La tana del coniglio, riferimento al bianconiglio e alla sua tana in cui Alice casca dentro per finire dritta dritta (ma neanche tanto) nel Paese delle Meraviglie. In senso lato, va inteso come non-luogo che uno raggiunge (a volte con l'uso di sostanze più o meno legali) al fine di allontanarsi da una realtà che non gli aggrada.

Nel caso del film la realtà da cui fuggono i personaggi principali è decisamente drammatica, la morte di un bambino. E a fuggire sono i suoi genitori (Aaron Eckhart e una splendida Nicole Kidman) e il ragazzetto che lo ha investito. Lei cerca di sfuggire al dolore chiudendosi in sé, dedicandosi al giardinaggio, cercando di cancellare le tracce del figlio. Lui, al contrario, guardando ossessivamente i filmati salvati sul suo cellulare e cercando di mantenerne viva una sorta di presenza (ad esempio, non toglie il seggiolino dall'auto).

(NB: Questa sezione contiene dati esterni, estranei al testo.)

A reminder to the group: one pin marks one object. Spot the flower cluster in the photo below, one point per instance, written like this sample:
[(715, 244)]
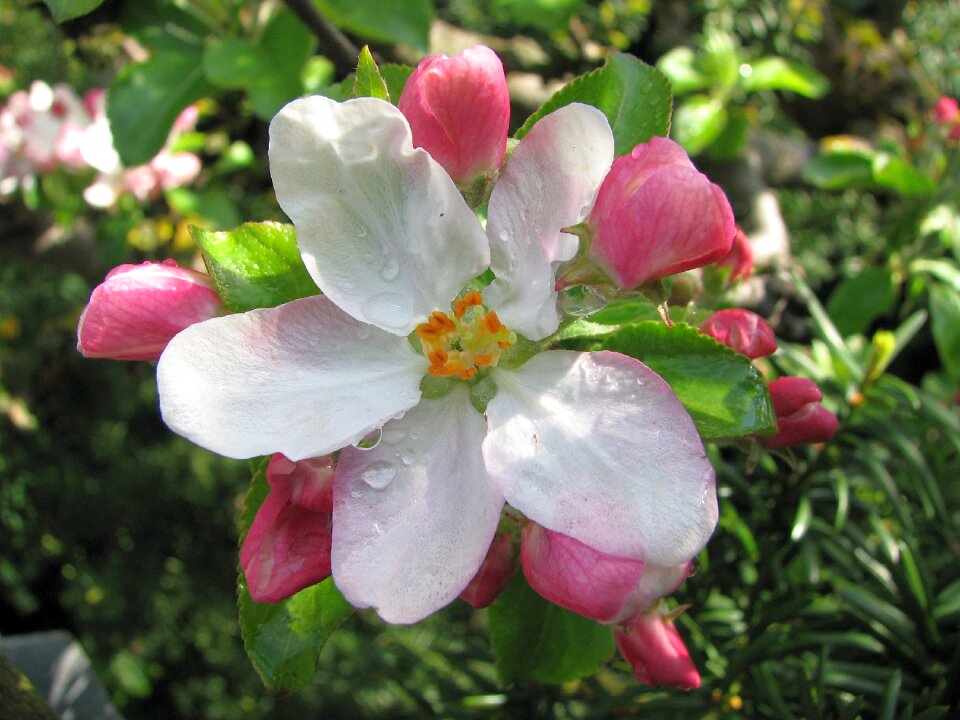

Ad avere un comportamento più adulto è invece il ragazzetto, che scarica il suo disagio in maniera creativa, scrivendo un fumetto basato sulla teoria degli universi paralleli, intitolato proprio Rabbit hole, ipotizzando che in qualche altro universo ci sia un altro "lui" a cui le cose non sono andate così male, e ha una esistenza più felice.

Come si può intuire, la coppia segue un percorso distruttivo. E sarà l'incontro con il ragazzetto (prima di lei, poi di lui) a far saltare il fragile equilibrio, cosa che permette alla coppia di trovarne nel finale uno nuovo.

Storia non semplice da raccontare, ma la buona sceneggiatura di origine teatrale (David Lindsay-Abaire) e la regia dal tocco lieve (John Cameron Mitchell) aiutata anche da una bella colonna sonora, riescono nell'impresa.

Da notare che la Kidman ha apprezzato a tal punto il progetto da parteciparvi anche come produttrice.